Im Bereich der IG Metall Albstadt, deren Einzugsgebiet über den Zollernalbkreis hinaus auch in den Landkreis Tuttlingen reicht, gab es bereits vergangene Woche bei Mahle in Leibertingen einen Warnstreik. Der erste im Zollernalbkreis war am Dienstagvormittag nun bei der Firma August Beck in Winterlingen.

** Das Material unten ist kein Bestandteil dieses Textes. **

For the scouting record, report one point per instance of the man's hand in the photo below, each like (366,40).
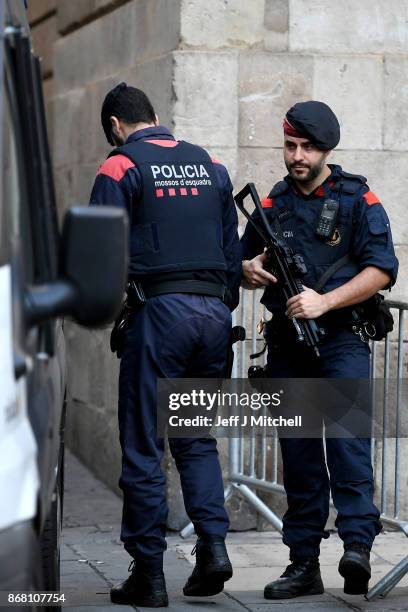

Zirka 30 Mitarbeitende beteiligen sich am Warnstreik

Rund 30 Beschäftigte des Herstellers von Präzisionswerkzeugen haben ab 8.45 Uhr eine Zeitlang die Arbeit niedergelegt. Dorothea Ertl, Gewerkschaftssekretärin der IGM-Geschäftsstelle Albstadt, versammelte sich mit den Streikenden im Hof des Unternehmens und unterstrich dabei die Kernforderung der Gewerkschaft.
Die IG Metall möchte von der Arbeitgeberseite eine Entgelterhöhung von 8 Prozent für die Beschäftigten der Metall- und Elektroindustrie. In den ersten drei Verhandlungen hatten die Arbeitgeber laut IG-Angaben noch kein tragbares Angebot vorgelegt.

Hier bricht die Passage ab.